Enfrentar o discurso de ódio através da educação
Entende a UNESCO que enfrentar o desafio do discurso de ódio é um problema urgente para as sociedades de todo o mundo.
Avanços recentes nas tecnologias da informação, nas comunicações e nos meios de comunicação de massa online alteraram de forma significativa o ritmo e o alcance de sua disseminação, o que levou a um aumento alarmante na proliferação e nos impactos do discurso de ódio dirigido a indivíduos e grupos.
O discurso de ódio representa uma ameaça direta à realização da Agenda 2030 das Nações Unidas para o Desenvolvimento Sustentável, pois compromete os direitos humanos e a coesão social, desafia a segurança dos membros de grupos-alvo e das sociedades democráticas, e reduz o potencial para as pessoas terem experiências de vida equitativas em comunidades multiétnicas e multiculturais.
Assim, é imperativo que os governos locais, regionais e nacionais, assim como as organizações internacionais, abordem a proliferação desse tipo de discurso.
Considera a UNESCO que lutar contra o discurso de ódio depois de ele acontecer não é suficiente, devendo ser evitado, combatendo-se as suas causas profundas através da educação. As estratégias para moderar e reduzir a sua propagação exigem apoio e investimento em abordagens educativas que sensibilizem e fortaleçam a resiliência dos estudantes que possam vir a ter contacto com esse tipo de discurso.
Diante disso, a UNESCO publicou recentemente Enfrentar o discurso de ódio por meio da educação: Um guia para formuladores de políticas[i] que tem como objetivo deslocar a questão do discurso de ódio, que enfoca quase exclusivamente a correção através da vigilância e da monitorização, para o combate ao problema através da educação, uma abordagem consistente com a Estratégia e Plano de Ação das Nações Unidas contra o Discurso de Ódio, lançada em 2019, que enfatiza a necessidade de se enfrentar as causas e os aspetos motivadores, ao mesmo tempo que os seus impactos são mitigados.

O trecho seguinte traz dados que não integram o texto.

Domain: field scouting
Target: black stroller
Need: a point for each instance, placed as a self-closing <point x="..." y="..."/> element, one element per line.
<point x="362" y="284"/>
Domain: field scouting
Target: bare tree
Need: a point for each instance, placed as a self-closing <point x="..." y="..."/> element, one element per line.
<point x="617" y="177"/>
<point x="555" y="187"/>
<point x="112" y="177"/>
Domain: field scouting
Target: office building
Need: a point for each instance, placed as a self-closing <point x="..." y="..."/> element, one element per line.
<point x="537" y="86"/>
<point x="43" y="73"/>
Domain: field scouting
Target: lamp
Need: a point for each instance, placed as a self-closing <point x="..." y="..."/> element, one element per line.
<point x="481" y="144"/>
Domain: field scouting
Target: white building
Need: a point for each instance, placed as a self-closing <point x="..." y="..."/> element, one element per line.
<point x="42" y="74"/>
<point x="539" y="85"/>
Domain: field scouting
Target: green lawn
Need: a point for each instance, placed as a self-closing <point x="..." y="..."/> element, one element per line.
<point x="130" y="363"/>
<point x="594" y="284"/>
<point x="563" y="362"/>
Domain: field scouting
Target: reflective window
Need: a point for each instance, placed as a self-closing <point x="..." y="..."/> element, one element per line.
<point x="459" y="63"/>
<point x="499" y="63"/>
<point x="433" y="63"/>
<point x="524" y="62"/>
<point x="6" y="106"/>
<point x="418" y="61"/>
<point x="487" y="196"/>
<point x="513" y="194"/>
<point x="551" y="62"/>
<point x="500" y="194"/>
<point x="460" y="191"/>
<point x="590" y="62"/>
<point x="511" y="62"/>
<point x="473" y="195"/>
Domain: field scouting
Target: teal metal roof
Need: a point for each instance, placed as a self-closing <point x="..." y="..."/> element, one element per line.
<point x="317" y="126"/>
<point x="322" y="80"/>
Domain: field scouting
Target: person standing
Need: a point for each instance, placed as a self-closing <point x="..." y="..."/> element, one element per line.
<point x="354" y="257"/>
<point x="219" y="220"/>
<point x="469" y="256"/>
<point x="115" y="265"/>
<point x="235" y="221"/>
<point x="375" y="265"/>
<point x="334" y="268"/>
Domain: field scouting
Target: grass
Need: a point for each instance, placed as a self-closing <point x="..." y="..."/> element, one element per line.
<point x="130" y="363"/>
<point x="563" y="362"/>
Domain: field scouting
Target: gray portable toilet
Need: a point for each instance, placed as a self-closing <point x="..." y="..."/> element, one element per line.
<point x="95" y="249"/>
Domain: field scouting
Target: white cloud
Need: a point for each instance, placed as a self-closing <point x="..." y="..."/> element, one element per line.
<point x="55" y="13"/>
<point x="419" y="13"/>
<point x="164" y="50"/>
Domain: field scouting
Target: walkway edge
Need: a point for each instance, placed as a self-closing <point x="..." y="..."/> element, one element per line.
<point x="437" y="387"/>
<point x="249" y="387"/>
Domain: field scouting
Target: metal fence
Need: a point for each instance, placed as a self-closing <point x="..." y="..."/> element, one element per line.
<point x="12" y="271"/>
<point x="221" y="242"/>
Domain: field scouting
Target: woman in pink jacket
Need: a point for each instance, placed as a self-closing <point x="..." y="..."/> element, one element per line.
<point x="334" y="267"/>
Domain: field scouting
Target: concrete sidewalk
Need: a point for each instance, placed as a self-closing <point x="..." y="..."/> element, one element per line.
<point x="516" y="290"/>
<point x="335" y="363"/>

Também é consistente com os esforços da UNESCO para aperfeiçoar capacidade de os sistemas educativos enfrentarem os desafios mundiais à paz, à justiça, aos direitos humanos, à igualdade de género, ao pluralismo, ao respeito à diversidade e à democracia.
Principais recomendações
1. Priorizar a questão do discurso de ódio e tomar medidas para combatê-lo com planos de implementação concretos, incluindo marcos de ação e alocações orçamentárias.
2. Integrar os esforços para combater o discurso de ódio nas iniciativas existentes do setor de educação para fornecer uma abordagem integral da questão.
3. Garantir que as estratégias aplicadas para enfrentar o discurso de ódio defendam o direito à liberdade de expressão.
4. Estabelecer e implementar orientações e mecanismos claros para apoiar indivíduos e grupos que são alvo do discurso de ódio em ambientes educativos, incluindo mecanismos claros de denúncia e normas de conformidade.
5. Incorporar nos currículos formais atividades educativas que abordem as causas profundas do discurso de ódio, prestando especial atenção às desigualdades históricas e contemporâneas.
6. Criar e atualizar continuamente os currículos relativos a Alfabetização Mediática e Informacional e cidadania digital.
7. Incluir nos currículos atividades educativas para fortalecer habilidades de pensamento crítico, aprendizagem social e emocional, diálogo intercultural e cidadania global, a fim de promover a mudança de comportamento pró-social necessária para enfrentar o discurso de ódio e promover a inclusão e a diversidade.
8. Incentivar atividades extracurriculares que conduzam ao pensamento crítico e ao diálogo intercultural e que sejam capazes de contribuir para um ambiente inclusivo.
9. Desenvolver e implementar mecanismos para incentivar e capacitar as escolas a garantir que o clima de aprendizagem nas salas de aula seja seguro, respeitoso e inclusivo, para que se tornem modelos de diversidade e inclusão, e para que cultivem uma abordagem de toda a escola nos esforços destinados a enfrentar o discurso de ódio.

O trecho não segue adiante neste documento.